ROANOKE TIMES

                         Roanoke Times
                 Copyright (c) 1995, Landmark Communications, Inc.

DATE: TUESDAY, December 20, 1994                   TAG: 9412200087
SECTION: NATIONAL/INTERNATIONAL                    PAGE: A-1   EDITION: METRO 
SOURCE: DAN CASEY STAFF WRITER NOTE: above
DATELINE:                                 LENGTH: Medium


HOTEL CENTER'S FUTURE HANGS IN THE BALANCE

Gov. George Allen's proposal to cut $700,000 in state funding from the Hotel Roanoke Conference Center places a large question mark over Roanoke Valley economic development efforts, city officials said.

Among $13.3 million in cuts for Virginia Tech that the General Assembly will begin considering next month, the governor has proposed ending virtually all state funding for the Center for Organization and Technological Advancement.

COTA, a Tech-based think tank, would hire five $100,000-per-year professors who could serve as international drawing cards for the conference center and revamped Hotel Roanoke.

Officials said the proposal flies in the face of Allen's efforts to portray himself as a champion of economic development efforts.

Why the governor has proposed cutting COTA is still unknown. Officials in the Allen administration could not be reached for comment.

"Although this is falling in Virginia Tech's budget column, this is really an economic development initiative for this city," said City Manager Bob Herbert, who also serves on the conference center commission. "I think the impact will be well beyond the conference center.

If the General Assembly approves the cuts, it may translate into fewer meetings at the soon-to-open conference center, empty rooms at area hotels, and lost travel industry business in Western Virginia.

"I would characterize it as a major lost opportunity, not for the conference center, but for the entire commonwealth," said Brian Wishneff, acting director of the Hotel Roanoke Conference Center Commission.
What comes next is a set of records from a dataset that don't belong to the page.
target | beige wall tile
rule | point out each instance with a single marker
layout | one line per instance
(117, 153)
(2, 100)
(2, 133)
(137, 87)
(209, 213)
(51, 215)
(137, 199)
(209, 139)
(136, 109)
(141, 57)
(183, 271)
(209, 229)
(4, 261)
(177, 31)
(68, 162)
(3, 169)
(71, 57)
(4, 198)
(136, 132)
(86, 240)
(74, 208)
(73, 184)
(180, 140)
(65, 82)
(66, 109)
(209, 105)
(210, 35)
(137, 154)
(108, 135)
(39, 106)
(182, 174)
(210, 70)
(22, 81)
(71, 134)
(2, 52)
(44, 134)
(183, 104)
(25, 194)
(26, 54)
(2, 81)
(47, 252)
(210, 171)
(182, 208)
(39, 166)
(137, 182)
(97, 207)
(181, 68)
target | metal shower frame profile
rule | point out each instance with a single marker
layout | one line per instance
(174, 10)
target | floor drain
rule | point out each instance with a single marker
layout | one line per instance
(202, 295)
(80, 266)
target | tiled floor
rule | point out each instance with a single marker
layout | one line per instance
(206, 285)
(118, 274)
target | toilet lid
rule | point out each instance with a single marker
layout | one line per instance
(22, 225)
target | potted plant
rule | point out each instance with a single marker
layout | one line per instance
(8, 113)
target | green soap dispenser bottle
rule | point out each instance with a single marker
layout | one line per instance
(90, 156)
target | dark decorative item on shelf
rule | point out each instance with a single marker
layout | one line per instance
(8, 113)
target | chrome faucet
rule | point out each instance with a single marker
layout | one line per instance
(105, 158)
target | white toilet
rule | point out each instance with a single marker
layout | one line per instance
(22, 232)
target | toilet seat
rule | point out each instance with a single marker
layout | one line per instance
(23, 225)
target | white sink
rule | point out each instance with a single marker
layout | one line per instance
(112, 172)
Across America's urban landscape, conference centers are springing up like weeds in empty lots. They will likely compete with each other for business, which has become a multibillion-dollar industry and is still growing, Wishneff said.

The city and Tech, which are partners in the conference center, sought to make it stand out with COTA and high-technology gizmos like satellite downlinks that would allow videoconferencing to sites around the world.

COTA was created by the General Assembly last year as a public-private partnership, and the legislature appropriated $500,000 in state funding for it in the current budget year. About $100,000 in COTA funding comes from interest on a $4.5 million private endowment to Tech from an unnamed supporter of the Hotel Roanoke project.

Hincker and Herbert said COTA's budget wouldn't necessarily be a recurring expense in the state budget. Instead, expected conference center profits would fund the program in the future.